Harrow We are utilizing the partnerships in both the community and business community to increase the traffic through their stores and associations and increase the awareness of their businesses. In turn, they help us to spread the fire-prevention messaging and awareness of how Minto Fire is a great community partner. The best part for us is the fact that it costs us minimal dollars and very little staff time so our firefighters are not overtaxed with work.

Foerter To reiterate, we’re shifting our focus to look less at the programs and more how we can make material fit the personalities of the people with whom we are communicating. One generic program does not fit the entire community. We need to analyze businesses and the many strategies they employ within not only their marketing departments, but their entire organizations. Many businesses are successful because they have mastered the customer experience; they take care of their customers and make them feel valued or important. Satisfied customers create a loyal fan base. As a fire service, we want our community to be loyal to us and participate in our programs.

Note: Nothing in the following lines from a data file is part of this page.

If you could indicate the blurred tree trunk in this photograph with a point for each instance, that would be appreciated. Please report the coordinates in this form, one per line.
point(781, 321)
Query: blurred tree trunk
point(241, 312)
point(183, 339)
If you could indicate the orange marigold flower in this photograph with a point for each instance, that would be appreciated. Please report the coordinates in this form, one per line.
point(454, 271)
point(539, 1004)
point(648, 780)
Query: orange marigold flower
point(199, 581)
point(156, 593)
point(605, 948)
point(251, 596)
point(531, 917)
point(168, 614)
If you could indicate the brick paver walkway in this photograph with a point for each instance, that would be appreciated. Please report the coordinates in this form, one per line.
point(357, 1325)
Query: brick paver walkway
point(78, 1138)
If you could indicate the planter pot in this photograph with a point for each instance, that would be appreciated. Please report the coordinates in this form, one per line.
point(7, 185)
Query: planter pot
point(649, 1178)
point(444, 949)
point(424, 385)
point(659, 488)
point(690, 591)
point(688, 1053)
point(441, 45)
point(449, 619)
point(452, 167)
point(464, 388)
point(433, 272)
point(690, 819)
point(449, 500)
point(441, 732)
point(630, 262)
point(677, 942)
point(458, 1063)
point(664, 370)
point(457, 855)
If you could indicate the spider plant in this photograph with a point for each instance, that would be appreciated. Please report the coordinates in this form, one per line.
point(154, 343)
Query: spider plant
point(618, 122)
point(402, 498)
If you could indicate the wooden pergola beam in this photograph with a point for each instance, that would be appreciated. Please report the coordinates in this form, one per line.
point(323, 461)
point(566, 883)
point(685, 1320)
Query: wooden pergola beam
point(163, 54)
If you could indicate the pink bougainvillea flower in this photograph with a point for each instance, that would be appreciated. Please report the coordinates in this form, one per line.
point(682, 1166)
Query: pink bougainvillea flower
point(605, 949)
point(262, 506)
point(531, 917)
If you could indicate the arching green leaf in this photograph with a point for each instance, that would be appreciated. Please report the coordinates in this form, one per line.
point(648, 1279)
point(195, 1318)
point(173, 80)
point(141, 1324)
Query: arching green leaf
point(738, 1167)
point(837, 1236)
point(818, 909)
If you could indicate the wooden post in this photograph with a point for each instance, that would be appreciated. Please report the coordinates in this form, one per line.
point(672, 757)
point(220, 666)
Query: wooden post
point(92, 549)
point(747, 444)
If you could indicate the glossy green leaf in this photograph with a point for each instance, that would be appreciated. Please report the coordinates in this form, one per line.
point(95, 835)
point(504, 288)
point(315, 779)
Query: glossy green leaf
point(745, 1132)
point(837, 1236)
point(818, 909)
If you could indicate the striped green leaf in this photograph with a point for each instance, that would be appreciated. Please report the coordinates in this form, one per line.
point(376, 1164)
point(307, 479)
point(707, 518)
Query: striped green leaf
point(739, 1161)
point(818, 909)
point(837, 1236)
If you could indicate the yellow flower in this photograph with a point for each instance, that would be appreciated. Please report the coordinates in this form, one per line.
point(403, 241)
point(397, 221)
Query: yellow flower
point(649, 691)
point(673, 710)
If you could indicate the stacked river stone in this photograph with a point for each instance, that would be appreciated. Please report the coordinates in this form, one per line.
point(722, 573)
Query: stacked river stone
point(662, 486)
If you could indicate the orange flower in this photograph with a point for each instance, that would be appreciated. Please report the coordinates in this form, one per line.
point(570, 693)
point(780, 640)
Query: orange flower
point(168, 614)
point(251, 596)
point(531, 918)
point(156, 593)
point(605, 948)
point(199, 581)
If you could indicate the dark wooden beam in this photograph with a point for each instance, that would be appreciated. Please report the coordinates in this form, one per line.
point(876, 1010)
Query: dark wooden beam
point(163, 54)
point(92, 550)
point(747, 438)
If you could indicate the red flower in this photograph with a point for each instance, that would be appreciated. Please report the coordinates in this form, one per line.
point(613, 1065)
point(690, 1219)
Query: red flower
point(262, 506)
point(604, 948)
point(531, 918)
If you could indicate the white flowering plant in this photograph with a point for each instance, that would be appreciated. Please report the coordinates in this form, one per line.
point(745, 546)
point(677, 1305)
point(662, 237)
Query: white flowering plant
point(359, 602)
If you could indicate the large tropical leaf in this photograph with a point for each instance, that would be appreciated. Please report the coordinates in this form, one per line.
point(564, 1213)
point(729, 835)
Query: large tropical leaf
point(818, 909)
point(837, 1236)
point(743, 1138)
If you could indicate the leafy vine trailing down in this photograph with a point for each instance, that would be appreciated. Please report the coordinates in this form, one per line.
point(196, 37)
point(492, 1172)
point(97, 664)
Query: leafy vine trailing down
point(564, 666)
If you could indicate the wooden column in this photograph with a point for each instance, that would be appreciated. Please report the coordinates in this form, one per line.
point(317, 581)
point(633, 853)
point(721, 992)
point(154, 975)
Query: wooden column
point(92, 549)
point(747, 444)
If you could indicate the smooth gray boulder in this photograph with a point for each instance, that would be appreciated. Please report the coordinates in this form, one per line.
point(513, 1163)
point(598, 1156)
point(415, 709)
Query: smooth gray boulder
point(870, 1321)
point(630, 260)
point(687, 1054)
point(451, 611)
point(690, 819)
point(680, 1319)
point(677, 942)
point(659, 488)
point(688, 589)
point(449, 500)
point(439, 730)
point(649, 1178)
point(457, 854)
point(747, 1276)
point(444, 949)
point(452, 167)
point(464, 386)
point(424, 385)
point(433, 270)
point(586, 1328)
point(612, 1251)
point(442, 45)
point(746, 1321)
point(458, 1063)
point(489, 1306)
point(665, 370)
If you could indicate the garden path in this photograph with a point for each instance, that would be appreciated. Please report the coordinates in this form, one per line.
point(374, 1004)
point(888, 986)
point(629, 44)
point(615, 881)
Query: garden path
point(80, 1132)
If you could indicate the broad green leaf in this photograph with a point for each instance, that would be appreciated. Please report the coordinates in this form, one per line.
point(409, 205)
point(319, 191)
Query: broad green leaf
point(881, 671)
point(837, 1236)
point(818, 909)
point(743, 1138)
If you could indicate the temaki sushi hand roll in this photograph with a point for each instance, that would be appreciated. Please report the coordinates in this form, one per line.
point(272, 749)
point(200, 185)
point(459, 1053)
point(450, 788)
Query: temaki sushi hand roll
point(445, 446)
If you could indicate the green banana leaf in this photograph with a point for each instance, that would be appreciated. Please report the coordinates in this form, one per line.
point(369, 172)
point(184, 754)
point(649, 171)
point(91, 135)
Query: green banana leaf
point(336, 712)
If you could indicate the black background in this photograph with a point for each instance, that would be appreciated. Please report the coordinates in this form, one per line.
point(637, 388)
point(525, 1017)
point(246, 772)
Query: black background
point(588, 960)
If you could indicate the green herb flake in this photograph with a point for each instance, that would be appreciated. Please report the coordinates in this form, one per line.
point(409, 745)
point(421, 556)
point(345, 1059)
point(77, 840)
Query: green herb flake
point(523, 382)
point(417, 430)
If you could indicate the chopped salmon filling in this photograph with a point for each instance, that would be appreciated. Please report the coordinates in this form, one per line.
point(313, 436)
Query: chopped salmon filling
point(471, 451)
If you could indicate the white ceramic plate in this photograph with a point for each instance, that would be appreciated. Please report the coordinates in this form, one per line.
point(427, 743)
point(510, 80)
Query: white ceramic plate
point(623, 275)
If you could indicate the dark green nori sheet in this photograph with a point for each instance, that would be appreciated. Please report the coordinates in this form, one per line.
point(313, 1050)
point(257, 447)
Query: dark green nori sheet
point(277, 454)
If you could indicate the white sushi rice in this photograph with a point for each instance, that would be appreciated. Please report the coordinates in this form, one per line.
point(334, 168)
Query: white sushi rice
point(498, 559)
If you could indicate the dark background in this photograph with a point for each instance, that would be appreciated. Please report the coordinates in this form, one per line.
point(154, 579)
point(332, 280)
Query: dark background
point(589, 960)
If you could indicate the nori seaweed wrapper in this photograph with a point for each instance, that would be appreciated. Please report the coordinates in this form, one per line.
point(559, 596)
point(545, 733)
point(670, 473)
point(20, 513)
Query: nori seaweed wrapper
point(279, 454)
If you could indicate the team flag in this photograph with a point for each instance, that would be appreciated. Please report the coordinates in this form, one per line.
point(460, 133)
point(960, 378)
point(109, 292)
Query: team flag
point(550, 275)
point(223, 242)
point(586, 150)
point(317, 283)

Walt Disney World is the epitome of family vacations for almost every young family. Why does Disney stay in the top position for family entertainment? Walt Disney’s philosophy is, “You don’t build it for yourself. You know what the people want and you build it for them. Get out there, be willing to listen, and then institutionalize learning and continuous improvement on behalf of your [community].”



Q Chief, what advice would you give your fire-chief colleagues across the country who are looking to create more effective public-engagement strategies?

Harrow Step away from tradition. Hire non-traditional firefighters. Callise is as much a firefighter as our suppression firefighters. She does not respond to calls in trucks, she responds to the public via social media.

Secondly, start seeing the fire department as a business entity. Aspects of the fire department need to be run as a business. We are starting down the road of a new marketing strategy that compliments what we have been doing in public education that we are hopeful will take off. Thinking like a business manager can shed a whole new light on your department and some of the possibilities that are open to us.

Q Callise, what steps do you recommend departments take when it comes to engaging with their communities via social media?

Foerter My steps for starting on social media:
  1. Start with one or two networks and post great content regularly
  2. Grow your network by engaging with the type of people you want to follow you
  3. Be available always. Unfortunately, it’s not a nine-to-five job. I joke that you should have online firefighters who respond online when  firefighters respond on the ground, but I’m not really joking.
  4. And my favourite advice from Scott Stratten’s book Unmarketing is if you want to evoke emotion, it’s internal emotion for the reader, not the writer. If someone reads your tweet or blog post, or sees your video, and the only thing they learn is more about you, you’re not evoking emotion. That’s an ad. If you want to persuade people and get them to pass something around, evoke their emotion.
Q Since shifting the approach to a more marketing-savvy style, what results have materialized in Minto?

Harrow Our volunteer and recruitment program has become more successful. The firefighters are able to feel proud of their organization and how well the community responds to them. The entire organization needs to buy into a successful public-education program. The firefighters in the department deserve credit for promoting the program and being out in their home communities.

Foerter Our department has reaped many benefits from our new approach to public education, including:
  • Increased awareness of our organization and members.
  • Increased attendance by both our firefighters and our community members at public-education programs and events.
  • Increased community engagement by both our business community and our residents.
  • Increased rapport with our municipal council.
  • Influx of volunteers signing up to become part of our department.
  • Increased retention of our volunteers.
  • Influx of dollars to our training, public-education and equipment divisions.
  • A heightened profile of our organization in the community.